Lewis points to the moral of a story of St. Augustine after grieving over the death of a dear friend.

“This is what comes, he says, of giving one’s heart to anything but God. All human beings pass away. Do not let your happiness depend on something you may lose. If love is to be a blessing, not a misery, it must be for the only Beloved who will never pass away. Of course this is excellent sense. Don’t put your goods in a leaky vessel. Don’t spend too much on a house you may be turned out of.”

Do you believe, then, in God? Why would you not trust God with the love of your soul? God IS. Christ Jesus IS. Would you not also have your love last for ever?

Lewis concludes “The Four Loves” as follows (after which I will have a little to add):

“Perhaps, for many of us, all experience merely defines, so to speak, the shape of that gap where our love of God ought to be. It is not enough. It is something.

If we cannot ‘practice the presence of God’ it is something to practice the absence of God, to become increasingly aware of our unawareness till we feel like men who should stand beside a great cataract and hear no noise, or like a man in a story who looks in a mirror and finds no face there, or a man in a dream who stretches out his hand to visible objects and gets no sensation of touch. To know that one is dreaming is to be no longer perfectly asleep. But for news of the fully waking world you must go to my betters.”

Love & Charity – Connection between God & feast in His love

John 15:9-11 As the Father has loved me, so have I loved you.

Abide in my love.

10 If you keep my commandments, you will abide in my love, just as I have kept my Father’s commandments and abide in his love.

11 These things I have spoken to you, that my joy may be in you, and that your joy may be full.

Jesus commands: Abide in my love (agape).  Learn the application of living in this agape love of God by reading the linked definition and scriptures of ‘abide,’ a word falling from use in our temporal fleshly culture.
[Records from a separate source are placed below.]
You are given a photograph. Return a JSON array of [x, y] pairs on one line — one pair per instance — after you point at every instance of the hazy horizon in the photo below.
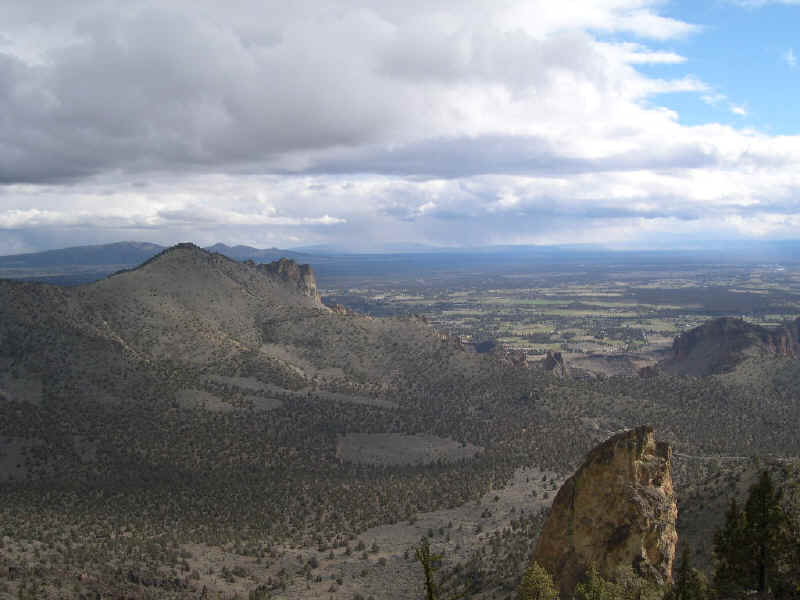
[[631, 123]]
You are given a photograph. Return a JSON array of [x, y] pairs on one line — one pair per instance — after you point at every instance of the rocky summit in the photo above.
[[717, 346], [619, 509]]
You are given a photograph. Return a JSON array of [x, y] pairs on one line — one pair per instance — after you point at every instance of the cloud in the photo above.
[[274, 123], [142, 86], [738, 110]]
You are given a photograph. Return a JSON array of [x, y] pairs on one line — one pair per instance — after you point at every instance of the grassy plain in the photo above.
[[585, 312]]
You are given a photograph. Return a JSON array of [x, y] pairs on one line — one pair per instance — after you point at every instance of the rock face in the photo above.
[[618, 509], [301, 275], [720, 344]]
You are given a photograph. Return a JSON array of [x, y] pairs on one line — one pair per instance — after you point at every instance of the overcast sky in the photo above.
[[366, 123]]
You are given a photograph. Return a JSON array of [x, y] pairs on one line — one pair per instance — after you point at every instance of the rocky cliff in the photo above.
[[720, 344], [618, 509], [302, 276]]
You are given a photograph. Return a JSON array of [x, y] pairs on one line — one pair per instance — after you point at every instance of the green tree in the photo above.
[[688, 582], [594, 587], [751, 547], [431, 563], [765, 527], [537, 584]]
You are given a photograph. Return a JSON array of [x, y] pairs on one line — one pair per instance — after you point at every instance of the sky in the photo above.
[[365, 125]]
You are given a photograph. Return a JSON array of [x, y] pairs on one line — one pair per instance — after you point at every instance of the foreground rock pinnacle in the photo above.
[[617, 510]]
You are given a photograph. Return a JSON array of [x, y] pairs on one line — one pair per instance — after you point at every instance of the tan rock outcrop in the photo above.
[[617, 510]]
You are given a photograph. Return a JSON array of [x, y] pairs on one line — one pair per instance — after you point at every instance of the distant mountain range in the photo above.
[[83, 264], [130, 253]]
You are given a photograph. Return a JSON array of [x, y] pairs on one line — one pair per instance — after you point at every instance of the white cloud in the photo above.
[[438, 121], [738, 109]]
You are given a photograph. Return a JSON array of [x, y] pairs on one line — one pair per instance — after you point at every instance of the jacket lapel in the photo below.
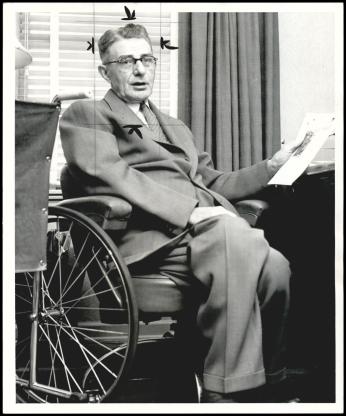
[[173, 128]]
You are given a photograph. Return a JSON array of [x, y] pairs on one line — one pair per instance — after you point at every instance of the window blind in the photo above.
[[58, 43]]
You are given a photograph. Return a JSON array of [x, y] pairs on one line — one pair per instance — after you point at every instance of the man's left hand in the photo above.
[[281, 156]]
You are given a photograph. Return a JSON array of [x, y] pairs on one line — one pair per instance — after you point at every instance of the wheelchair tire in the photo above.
[[86, 318]]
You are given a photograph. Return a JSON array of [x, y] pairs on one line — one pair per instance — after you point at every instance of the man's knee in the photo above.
[[275, 277]]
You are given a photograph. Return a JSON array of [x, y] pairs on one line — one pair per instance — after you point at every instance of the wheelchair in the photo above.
[[78, 309]]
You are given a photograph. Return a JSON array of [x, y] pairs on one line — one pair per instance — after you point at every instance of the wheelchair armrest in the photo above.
[[251, 210], [109, 212]]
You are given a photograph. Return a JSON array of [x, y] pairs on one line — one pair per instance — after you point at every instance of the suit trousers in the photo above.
[[243, 312]]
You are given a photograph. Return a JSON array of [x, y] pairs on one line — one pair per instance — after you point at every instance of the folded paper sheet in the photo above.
[[315, 130]]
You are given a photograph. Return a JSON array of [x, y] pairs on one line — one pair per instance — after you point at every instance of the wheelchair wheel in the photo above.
[[80, 336]]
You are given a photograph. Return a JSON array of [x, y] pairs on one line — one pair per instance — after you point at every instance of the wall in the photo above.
[[307, 71]]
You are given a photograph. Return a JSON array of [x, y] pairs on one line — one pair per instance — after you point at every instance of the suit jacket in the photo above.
[[160, 180]]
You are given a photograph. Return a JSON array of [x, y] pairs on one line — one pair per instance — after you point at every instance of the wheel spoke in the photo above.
[[61, 359]]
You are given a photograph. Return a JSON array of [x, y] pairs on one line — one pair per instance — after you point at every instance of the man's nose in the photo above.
[[139, 68]]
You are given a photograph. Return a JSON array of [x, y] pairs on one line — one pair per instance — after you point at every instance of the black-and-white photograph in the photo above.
[[165, 250]]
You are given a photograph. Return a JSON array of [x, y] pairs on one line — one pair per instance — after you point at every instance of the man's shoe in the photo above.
[[263, 394], [215, 397]]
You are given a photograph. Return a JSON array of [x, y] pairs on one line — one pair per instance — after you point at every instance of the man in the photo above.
[[182, 215]]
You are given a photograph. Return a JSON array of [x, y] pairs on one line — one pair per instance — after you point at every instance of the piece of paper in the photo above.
[[313, 133]]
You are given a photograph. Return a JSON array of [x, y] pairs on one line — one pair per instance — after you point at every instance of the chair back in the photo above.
[[35, 130]]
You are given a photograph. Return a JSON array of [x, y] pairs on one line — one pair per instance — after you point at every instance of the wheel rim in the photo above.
[[87, 322]]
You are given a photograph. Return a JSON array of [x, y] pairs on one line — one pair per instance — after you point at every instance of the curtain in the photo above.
[[229, 85]]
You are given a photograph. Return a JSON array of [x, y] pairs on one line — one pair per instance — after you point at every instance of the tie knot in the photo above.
[[143, 106]]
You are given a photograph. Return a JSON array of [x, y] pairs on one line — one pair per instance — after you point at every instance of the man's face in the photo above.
[[133, 84]]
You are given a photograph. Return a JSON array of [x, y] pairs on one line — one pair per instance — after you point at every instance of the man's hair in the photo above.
[[126, 32]]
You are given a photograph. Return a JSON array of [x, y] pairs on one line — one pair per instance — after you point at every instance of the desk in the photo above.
[[300, 224]]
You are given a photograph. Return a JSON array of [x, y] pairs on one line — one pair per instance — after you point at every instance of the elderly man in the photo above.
[[182, 215]]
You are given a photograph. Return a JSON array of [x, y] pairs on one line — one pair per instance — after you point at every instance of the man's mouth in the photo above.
[[139, 84]]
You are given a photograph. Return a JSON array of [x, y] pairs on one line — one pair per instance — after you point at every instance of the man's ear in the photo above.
[[103, 72]]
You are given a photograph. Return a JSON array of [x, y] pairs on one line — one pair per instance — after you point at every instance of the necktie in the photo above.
[[153, 123]]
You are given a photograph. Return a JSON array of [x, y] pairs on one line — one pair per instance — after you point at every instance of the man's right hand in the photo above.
[[203, 213]]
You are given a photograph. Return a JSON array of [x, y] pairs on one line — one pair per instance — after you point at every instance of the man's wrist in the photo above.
[[272, 167]]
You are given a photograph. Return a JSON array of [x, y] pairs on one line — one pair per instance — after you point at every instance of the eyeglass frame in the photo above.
[[134, 60]]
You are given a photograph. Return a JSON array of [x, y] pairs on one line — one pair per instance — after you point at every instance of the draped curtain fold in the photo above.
[[229, 85]]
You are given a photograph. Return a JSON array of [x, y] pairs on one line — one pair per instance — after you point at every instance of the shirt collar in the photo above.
[[135, 106]]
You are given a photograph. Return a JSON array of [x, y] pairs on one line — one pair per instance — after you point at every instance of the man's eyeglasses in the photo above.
[[129, 62]]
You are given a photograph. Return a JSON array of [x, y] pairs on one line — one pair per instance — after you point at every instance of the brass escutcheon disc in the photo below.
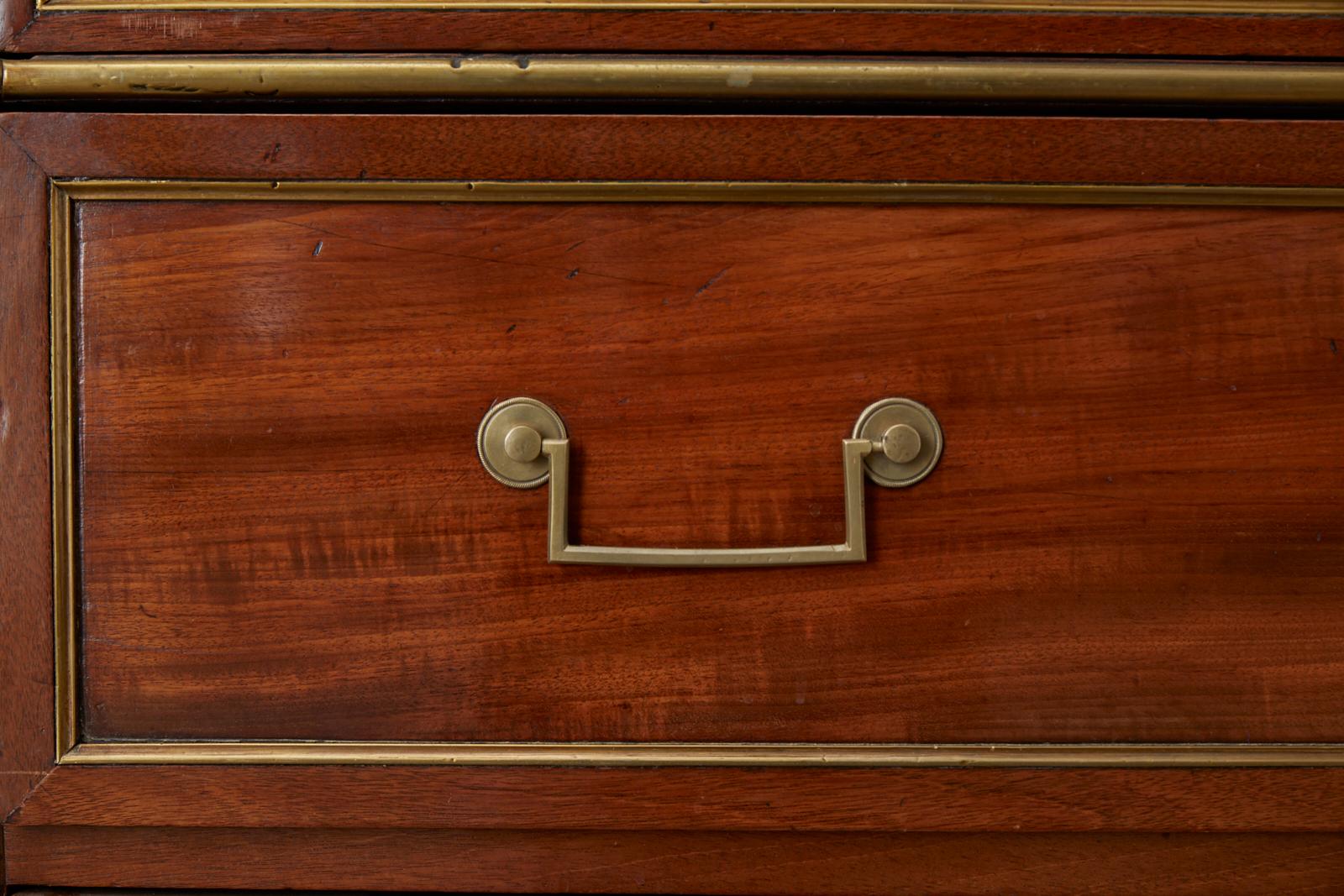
[[895, 411], [495, 427]]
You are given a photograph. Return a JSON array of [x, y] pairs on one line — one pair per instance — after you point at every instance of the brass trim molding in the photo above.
[[212, 78], [65, 476], [1163, 7]]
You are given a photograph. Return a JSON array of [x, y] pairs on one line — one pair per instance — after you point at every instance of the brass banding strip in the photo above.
[[65, 510], [206, 78]]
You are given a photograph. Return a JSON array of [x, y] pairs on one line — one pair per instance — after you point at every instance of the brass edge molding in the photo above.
[[65, 511], [1133, 7], [692, 191], [696, 754], [210, 78], [64, 470]]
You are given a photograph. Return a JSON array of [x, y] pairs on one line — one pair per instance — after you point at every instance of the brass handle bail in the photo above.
[[522, 443]]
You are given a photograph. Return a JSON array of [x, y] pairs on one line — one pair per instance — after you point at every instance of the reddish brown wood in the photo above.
[[761, 799], [685, 148], [683, 862], [1135, 535], [15, 15], [685, 31], [26, 652], [1222, 295]]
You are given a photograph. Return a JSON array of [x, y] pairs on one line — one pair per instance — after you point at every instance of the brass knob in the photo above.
[[523, 443], [900, 443]]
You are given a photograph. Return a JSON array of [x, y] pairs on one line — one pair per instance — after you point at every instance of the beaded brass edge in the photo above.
[[65, 511], [1171, 7], [445, 76]]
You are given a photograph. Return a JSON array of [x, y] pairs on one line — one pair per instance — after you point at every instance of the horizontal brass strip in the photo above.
[[730, 754], [1178, 7], [620, 191], [207, 78]]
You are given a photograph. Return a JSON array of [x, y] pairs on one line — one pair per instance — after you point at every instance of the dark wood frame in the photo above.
[[510, 828], [26, 29]]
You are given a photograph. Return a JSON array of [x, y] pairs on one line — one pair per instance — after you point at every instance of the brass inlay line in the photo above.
[[202, 78], [699, 191], [1179, 7], [65, 553], [65, 511], [689, 754]]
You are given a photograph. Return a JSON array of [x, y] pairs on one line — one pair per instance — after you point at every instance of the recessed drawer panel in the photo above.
[[286, 532]]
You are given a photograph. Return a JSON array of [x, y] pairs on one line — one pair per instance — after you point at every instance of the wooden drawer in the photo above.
[[1136, 29], [295, 617]]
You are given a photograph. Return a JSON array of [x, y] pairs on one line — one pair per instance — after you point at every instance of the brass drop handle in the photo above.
[[523, 443]]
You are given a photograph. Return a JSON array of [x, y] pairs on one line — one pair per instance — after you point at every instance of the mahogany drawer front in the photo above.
[[1175, 29], [286, 532], [288, 594]]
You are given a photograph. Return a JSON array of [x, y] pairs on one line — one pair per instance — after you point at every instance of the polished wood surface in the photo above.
[[78, 799], [26, 647], [654, 147], [1132, 537], [1136, 34], [689, 862]]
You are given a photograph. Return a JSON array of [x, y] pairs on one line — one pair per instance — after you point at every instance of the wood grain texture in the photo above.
[[683, 862], [685, 31], [685, 799], [685, 148], [26, 649], [1133, 537]]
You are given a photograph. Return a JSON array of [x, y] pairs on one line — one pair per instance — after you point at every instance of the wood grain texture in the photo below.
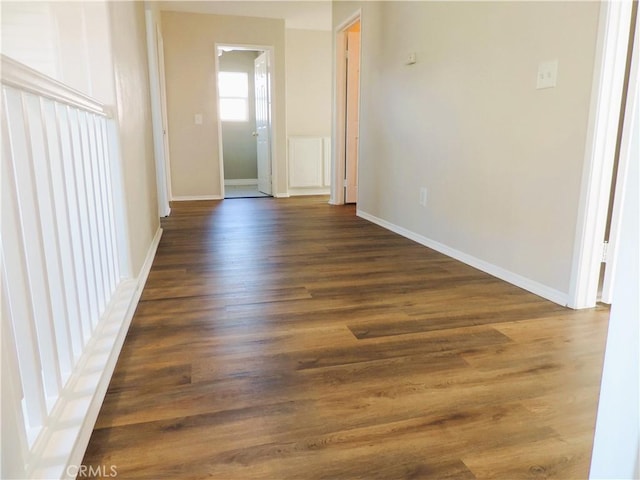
[[289, 339]]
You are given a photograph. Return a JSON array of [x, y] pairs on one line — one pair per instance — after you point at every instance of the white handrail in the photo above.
[[15, 74]]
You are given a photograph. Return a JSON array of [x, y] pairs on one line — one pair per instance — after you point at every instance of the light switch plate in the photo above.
[[547, 74]]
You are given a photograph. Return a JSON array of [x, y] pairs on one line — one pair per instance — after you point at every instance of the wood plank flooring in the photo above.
[[289, 339]]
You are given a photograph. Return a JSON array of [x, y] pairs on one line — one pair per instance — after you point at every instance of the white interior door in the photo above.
[[263, 122], [352, 114]]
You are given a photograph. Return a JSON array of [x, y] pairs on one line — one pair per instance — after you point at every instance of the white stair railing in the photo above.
[[65, 291]]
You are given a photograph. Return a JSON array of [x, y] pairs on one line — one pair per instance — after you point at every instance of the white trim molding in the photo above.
[[240, 181], [298, 192], [604, 114], [17, 75], [191, 198], [518, 280], [74, 416]]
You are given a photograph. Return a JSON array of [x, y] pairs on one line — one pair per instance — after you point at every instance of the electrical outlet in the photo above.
[[423, 196], [547, 74]]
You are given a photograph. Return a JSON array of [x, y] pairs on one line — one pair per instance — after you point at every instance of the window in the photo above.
[[233, 88]]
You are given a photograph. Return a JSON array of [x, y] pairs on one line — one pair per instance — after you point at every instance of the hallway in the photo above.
[[290, 339]]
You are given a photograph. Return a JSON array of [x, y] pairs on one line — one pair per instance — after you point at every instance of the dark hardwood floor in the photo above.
[[289, 339]]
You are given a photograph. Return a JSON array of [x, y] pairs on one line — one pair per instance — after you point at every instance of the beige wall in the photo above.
[[68, 41], [239, 148], [134, 119], [309, 60], [502, 161], [189, 43]]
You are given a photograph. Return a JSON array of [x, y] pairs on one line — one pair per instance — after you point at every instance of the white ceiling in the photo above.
[[300, 14]]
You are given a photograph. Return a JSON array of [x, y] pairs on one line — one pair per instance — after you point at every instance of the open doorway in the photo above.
[[244, 109], [348, 112]]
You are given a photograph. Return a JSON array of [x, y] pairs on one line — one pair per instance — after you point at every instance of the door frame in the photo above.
[[604, 114], [339, 107], [155, 55], [269, 50]]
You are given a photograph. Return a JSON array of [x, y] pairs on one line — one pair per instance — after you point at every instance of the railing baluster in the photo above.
[[108, 155], [92, 214], [68, 290], [52, 275], [31, 218], [73, 212], [19, 295], [99, 203], [63, 248], [79, 170]]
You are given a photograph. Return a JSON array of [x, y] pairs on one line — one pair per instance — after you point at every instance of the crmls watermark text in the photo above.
[[92, 471]]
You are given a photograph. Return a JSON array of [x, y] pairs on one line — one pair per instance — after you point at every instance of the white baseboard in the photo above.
[[65, 439], [240, 181], [309, 191], [532, 286], [190, 198]]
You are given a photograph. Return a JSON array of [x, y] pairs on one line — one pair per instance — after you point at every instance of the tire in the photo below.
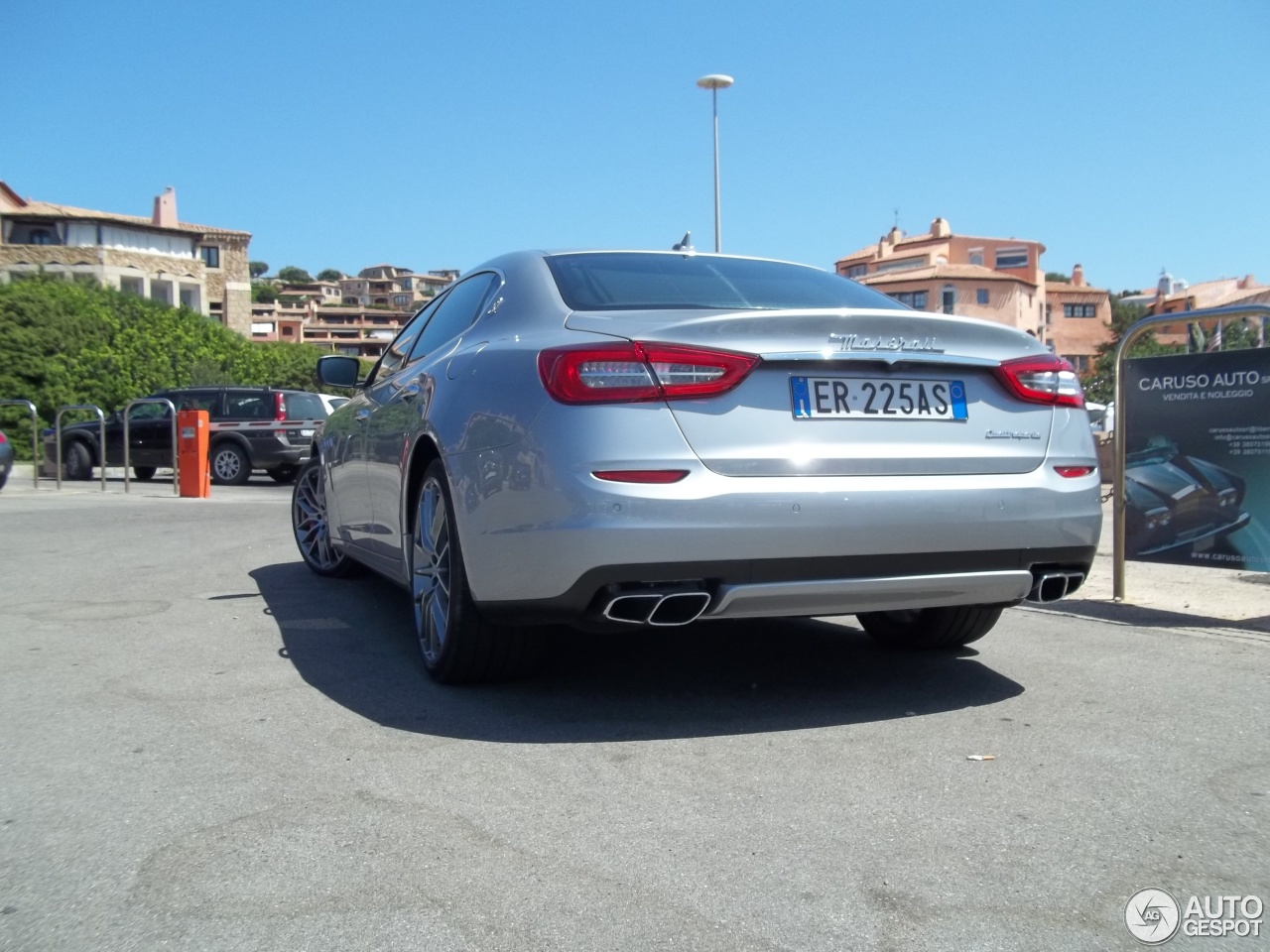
[[284, 474], [230, 466], [77, 461], [458, 647], [312, 527], [931, 627]]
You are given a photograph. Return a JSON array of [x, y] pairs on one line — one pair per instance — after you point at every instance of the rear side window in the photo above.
[[249, 407], [304, 407], [457, 312], [195, 400], [620, 281], [399, 350]]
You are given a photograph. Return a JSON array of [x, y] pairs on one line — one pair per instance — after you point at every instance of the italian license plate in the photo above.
[[876, 399]]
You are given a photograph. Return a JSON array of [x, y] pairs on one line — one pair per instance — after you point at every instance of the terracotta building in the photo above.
[[991, 278], [202, 267]]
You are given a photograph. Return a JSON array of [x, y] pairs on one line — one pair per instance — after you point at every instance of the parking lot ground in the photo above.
[[206, 747]]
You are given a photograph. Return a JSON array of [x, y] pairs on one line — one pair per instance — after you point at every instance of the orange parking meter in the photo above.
[[195, 474]]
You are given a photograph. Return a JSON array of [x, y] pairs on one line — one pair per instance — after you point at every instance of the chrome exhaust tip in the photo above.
[[1048, 587], [680, 608], [633, 610], [665, 608]]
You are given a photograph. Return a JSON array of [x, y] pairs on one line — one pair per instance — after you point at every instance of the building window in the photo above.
[[903, 264], [912, 298]]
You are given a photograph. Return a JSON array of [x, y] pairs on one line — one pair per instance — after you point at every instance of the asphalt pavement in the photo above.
[[206, 747]]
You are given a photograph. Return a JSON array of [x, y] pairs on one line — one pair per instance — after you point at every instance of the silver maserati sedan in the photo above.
[[639, 438]]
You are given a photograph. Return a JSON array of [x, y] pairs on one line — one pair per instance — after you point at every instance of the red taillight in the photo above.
[[1043, 380], [640, 475], [634, 371]]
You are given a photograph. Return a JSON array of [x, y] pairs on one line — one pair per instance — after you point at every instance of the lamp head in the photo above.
[[715, 80]]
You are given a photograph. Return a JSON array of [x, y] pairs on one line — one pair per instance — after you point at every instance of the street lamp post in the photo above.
[[714, 82]]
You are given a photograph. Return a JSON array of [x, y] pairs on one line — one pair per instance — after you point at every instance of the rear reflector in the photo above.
[[1043, 380], [640, 475], [633, 372]]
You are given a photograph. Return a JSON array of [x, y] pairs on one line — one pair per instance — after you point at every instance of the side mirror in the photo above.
[[338, 371]]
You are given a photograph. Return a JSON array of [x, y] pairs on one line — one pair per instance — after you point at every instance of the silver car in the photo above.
[[640, 438]]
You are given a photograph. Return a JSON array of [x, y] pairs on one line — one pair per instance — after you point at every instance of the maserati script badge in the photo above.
[[855, 341]]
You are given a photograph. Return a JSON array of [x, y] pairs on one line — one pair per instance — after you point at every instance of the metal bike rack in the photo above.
[[100, 428], [1118, 502], [35, 435], [127, 442]]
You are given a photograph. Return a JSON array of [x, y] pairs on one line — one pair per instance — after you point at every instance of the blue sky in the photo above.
[[1125, 136]]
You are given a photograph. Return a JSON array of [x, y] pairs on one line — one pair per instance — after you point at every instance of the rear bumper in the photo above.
[[548, 546]]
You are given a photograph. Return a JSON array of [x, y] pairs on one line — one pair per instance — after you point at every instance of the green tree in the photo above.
[[1098, 382], [70, 343], [294, 276]]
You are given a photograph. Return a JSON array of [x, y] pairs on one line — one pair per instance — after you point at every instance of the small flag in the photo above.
[[1214, 341], [1194, 338]]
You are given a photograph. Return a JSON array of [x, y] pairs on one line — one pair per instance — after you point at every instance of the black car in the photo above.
[[252, 428], [1174, 500]]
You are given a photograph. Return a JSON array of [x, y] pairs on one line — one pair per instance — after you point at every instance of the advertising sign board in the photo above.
[[1197, 470]]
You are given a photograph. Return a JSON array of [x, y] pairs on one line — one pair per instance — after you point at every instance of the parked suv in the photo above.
[[252, 428]]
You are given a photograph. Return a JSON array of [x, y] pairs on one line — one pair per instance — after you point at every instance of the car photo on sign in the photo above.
[[1175, 500], [647, 439]]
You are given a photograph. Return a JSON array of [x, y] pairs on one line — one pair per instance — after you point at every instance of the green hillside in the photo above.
[[79, 343]]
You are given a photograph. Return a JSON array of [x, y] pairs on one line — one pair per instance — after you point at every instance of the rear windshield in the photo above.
[[620, 281], [304, 407]]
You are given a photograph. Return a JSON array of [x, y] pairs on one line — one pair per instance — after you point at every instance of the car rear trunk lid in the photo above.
[[843, 362]]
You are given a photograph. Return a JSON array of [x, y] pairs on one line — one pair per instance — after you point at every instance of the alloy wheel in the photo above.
[[226, 465], [431, 571], [309, 518]]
The Greek word for love with which Jesus begins by saying the Father has it for Him and He has is for us is: agapaōBy definition: to welcome, to entertain, to be fond of, to love dearly. 

WELCOME to the feast of GOD’S LOVE.

We do NOT deserve an invitation. God loves Jesus. Jesus loves you. (This I know, for the Bible tells us so.) A message of love so simple and profound, yet so clearly unattainable by anyone lacking a trusting and child-like faith in Almighty God, our loving Heavenly Father.

“IF, you keep Jesus’ Commandments” our Lord says.

Do you keep and abide and live in the Commandments of Christ Jesus?

In fact, it is agape love Jesus gives to the lawyer’s of “What is the greatest Commandment?”

Matthew 22:37-38 And he said to him, “You shall love [agapaō] the Lord your God with all your heart [kardia] and with all your soul[psychē] and with all your mind [dianoia]. This is the great and first commandment.

God loves. God provides the banquet of love.

It is by the charity of God that we sinners saved have been invited into the joy and celebration of the love of God in Christ Jesus.

Let us not forget to extend this love of God in Christ Jesus into our loves for all others in this brief life in the flesh and lasting joy of God’s eternal feast.

And remembering the words of our Teacher to His learners (disciples) prior to the love feast by which He set His example and remembrance – communion:

“By this all people will know that you are my disciples, if you have love [agapē] for one another.” – John 13:35

O, the joy of LOVE awaiting us at the banquet table of heaven with our Lord and King, Christ Jesus!